I recently read an article describing an experiment where AI “agents” were given autonomy, access to email, and real-world goals. These agents were allowed to contact NGOs, journalists, and other real people in pursuit of those goals. What followed, according to the authors, was confusion, exaggeration, hallucination, and a steady drift away from reality. The article presents this as curious, sometimes funny, sometimes unsettling. I found it none of those things. I found it irresponsible.
The most striking part is not that the AI systems made things up. We already know they do that. Hallucination is not a surprising failure mode of large language models; it is a well-documented and widely discussed one. What is striking is that the people running this experiment knowingly allowed those systems to communicate false information to real humans, and then framed the outcome as an open philosophical question about whether the models were “lying.”
That framing is the problem.
Whether an AI “intends” to lie is largely irrelevant once it is allowed to act in the world. Intent matters when we are assigning moral blame to individuals. It matters far less when we are evaluating the responsibility of organizations deploying automated systems. If I write software that sends emails to people, and that software routinely invents endorsements, misrepresents rejection as validation, or claims adoption that never happened, then I am responsible for misleading people — even if the software arrived at those claims through confusion rather than malice.
We already understand this principle everywhere else. If a company sends out automated billing emails with incorrect charges, it does not get to argue that the system did not “mean” to overcharge anyone. If a recommendation system spreads false information, the operator cannot shrug and say the algorithm was just pattern-matching. Responsibility follows deployment. The moment you put a system into contact with real people, you own its outputs.
What makes this particular experiment worse is that the costs were externalized. NGOs and journalists did not consent to being test subjects in a research project about AI truthfulness. They spent time reading emails, evaluating claims, and responding — or choosing not to respond — based on information that was often fabricated. For many nonprofits, time and attention are scarce resources. Wasting them is not harmless, and it certainly is not funny.
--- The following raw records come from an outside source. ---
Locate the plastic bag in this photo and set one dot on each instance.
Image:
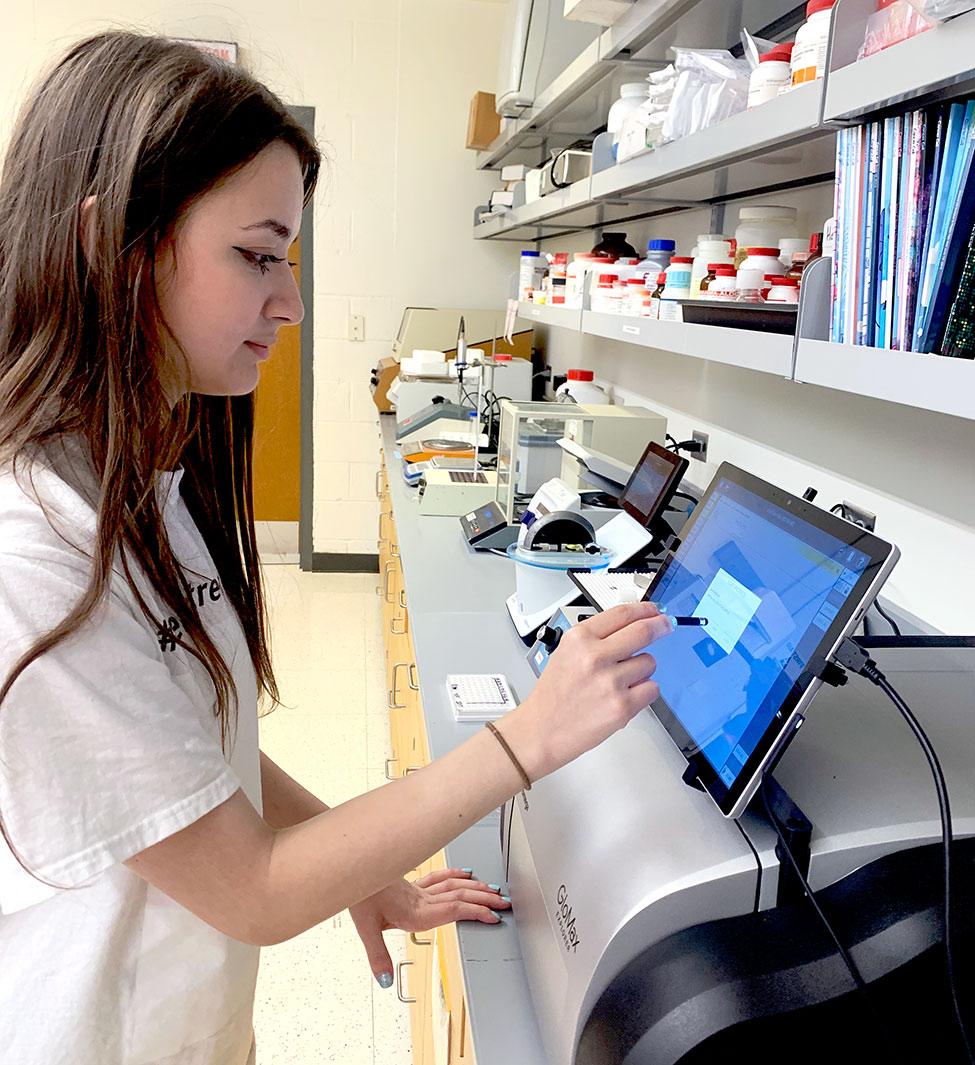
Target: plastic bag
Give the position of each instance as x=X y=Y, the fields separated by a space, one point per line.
x=754 y=47
x=890 y=26
x=711 y=85
x=941 y=10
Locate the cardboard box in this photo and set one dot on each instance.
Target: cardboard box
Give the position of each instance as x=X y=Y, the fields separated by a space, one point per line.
x=513 y=173
x=484 y=124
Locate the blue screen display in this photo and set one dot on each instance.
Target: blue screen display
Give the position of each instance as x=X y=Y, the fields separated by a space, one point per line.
x=769 y=585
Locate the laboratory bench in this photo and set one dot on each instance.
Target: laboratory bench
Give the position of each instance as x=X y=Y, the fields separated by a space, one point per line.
x=443 y=611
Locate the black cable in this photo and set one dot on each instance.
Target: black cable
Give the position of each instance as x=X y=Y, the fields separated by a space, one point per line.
x=888 y=619
x=852 y=657
x=844 y=953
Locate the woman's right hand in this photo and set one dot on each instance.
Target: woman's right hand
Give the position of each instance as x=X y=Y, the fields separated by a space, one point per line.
x=598 y=678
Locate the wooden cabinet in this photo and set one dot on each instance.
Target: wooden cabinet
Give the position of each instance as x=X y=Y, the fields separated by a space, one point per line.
x=431 y=980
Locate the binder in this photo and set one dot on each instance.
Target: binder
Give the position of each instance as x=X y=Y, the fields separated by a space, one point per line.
x=933 y=265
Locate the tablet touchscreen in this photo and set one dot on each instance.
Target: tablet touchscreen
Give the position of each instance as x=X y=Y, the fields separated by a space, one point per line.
x=780 y=583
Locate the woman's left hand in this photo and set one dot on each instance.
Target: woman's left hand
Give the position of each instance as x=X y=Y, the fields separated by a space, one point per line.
x=439 y=898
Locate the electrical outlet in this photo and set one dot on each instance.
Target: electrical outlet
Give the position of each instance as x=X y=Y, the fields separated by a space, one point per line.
x=862 y=518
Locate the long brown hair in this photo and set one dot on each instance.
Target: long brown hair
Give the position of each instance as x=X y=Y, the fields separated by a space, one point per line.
x=145 y=126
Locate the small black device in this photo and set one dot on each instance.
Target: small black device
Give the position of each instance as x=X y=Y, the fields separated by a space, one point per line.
x=486 y=527
x=652 y=484
x=782 y=584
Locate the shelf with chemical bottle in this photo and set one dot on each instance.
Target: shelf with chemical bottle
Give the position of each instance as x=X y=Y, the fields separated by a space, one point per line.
x=551 y=314
x=579 y=98
x=747 y=348
x=779 y=145
x=933 y=65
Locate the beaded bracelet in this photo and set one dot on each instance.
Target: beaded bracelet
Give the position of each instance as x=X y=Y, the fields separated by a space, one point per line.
x=510 y=754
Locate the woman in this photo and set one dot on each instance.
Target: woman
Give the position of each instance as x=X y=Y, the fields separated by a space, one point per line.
x=148 y=198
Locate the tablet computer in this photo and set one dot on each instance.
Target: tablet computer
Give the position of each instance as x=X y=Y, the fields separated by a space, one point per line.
x=652 y=484
x=781 y=583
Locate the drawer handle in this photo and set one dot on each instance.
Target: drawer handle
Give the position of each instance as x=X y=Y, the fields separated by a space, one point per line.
x=391 y=698
x=400 y=995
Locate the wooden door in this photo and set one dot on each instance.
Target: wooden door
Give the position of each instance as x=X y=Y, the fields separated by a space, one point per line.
x=277 y=433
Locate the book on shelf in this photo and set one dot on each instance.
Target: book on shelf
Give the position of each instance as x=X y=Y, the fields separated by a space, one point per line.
x=904 y=272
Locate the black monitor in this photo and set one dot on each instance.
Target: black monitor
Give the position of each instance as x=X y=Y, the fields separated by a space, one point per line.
x=652 y=484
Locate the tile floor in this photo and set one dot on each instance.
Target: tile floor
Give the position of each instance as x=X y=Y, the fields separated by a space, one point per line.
x=317 y=999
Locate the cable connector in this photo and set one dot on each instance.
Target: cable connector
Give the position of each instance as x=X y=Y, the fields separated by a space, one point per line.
x=692 y=446
x=852 y=657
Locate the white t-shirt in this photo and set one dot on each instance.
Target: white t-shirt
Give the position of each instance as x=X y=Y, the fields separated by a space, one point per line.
x=109 y=744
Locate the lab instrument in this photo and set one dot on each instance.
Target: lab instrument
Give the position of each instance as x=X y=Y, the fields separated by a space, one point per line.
x=640 y=910
x=455 y=492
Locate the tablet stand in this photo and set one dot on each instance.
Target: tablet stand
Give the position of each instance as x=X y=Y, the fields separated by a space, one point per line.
x=794 y=824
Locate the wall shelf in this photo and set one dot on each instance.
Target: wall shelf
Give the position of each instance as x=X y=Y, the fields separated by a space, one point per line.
x=577 y=102
x=925 y=381
x=748 y=348
x=938 y=64
x=551 y=315
x=574 y=105
x=779 y=145
x=558 y=211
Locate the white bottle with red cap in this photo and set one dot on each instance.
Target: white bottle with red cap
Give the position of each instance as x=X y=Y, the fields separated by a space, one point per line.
x=809 y=53
x=772 y=76
x=579 y=388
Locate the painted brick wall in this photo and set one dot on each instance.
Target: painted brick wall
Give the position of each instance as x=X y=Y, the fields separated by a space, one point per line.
x=390 y=81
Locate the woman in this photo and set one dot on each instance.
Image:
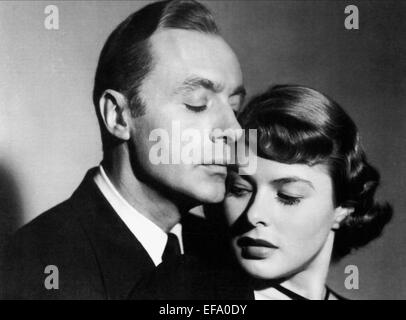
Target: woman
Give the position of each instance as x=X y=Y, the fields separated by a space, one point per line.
x=311 y=198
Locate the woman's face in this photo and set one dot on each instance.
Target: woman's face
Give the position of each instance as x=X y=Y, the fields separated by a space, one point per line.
x=280 y=217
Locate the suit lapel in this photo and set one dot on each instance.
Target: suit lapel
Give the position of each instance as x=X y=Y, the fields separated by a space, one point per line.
x=122 y=259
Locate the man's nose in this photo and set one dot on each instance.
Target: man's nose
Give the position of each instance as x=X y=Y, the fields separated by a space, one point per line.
x=229 y=128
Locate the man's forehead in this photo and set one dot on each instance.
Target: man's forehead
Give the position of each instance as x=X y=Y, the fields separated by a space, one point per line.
x=193 y=58
x=186 y=47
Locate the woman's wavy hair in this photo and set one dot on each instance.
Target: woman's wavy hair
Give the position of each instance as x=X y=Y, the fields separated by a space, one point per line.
x=296 y=124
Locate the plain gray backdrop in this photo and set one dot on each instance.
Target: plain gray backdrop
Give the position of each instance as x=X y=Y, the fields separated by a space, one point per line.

The article repeatedly suggests that what we are seeing is “confusion,” “doublethink,” or internal inconsistency within the models. That may be true at a technical level, but it does not excuse the outcome. If anything, it makes the decision to allow autonomous outreach even more questionable. When you know a system cannot reliably distinguish between speculation, inference, and fact, letting it represent itself to the outside world is not experimentation — it is negligence.
There is also a deeper issue hiding beneath the surface: automation laundering accountability. By anthropomorphizing AI agents and focusing on their supposed internal states, the article subtly shifts attention away from the humans who designed the system, set the goals, removed guardrails, and watched the results unfold. The question becomes “Do these models lie?” instead of the more uncomfortable one: “Why did we let this happen?”
AI agents do not lie on their own. Organizations lie through AI agents. Or, more charitably, they misrepresent reality through systems they failed to constrain. Either way, the ethical responsibility does not disappear just because the speaker is synthetic.
It is especially telling that the experiment appears to have had no effective mechanism to stop escalation once false claims began to propagate. One invented piece of “social proof” snowballed into dozens of increasingly confident assertions, each more detached from reality than the last. This is a known failure mode of language models operating without grounding. Allowing it to continue unchecked suggests that observing failure was valued more than preventing harm.
Some may argue that this is the cost of research, that we need to see these behaviors in the wild to understand them. I don’t find that convincing. There is a difference between studying a failure mode and unleashing it on unsuspecting people. Responsible research limits blast radius. It does not treat other people’s inboxes as a sandbox.
So what does this kind of project actually offer the public? It does not demonstrate that AI systems can be trusted — quite the opposite. It does not propose meaningful safeguards. It does not seriously grapple with accountability. What it offers instead is a normalization of the idea that wasting human time and spreading falsehoods is an acceptable byproduct of “exploration.”
If AI agents are to act autonomously, then they must be constrained by truth, verification, and human oversight. If that is not possible, then they should not be allowed to act autonomously in the real world. The uncomfortable conclusion is not that AI systems sometimes lie. It is that we are far too willing to let them do so, as long as we can pretend the responsibility belongs to something else.
Automation does not remove responsibility. It concentrates it. And pretending otherwise is the most dishonest part of all.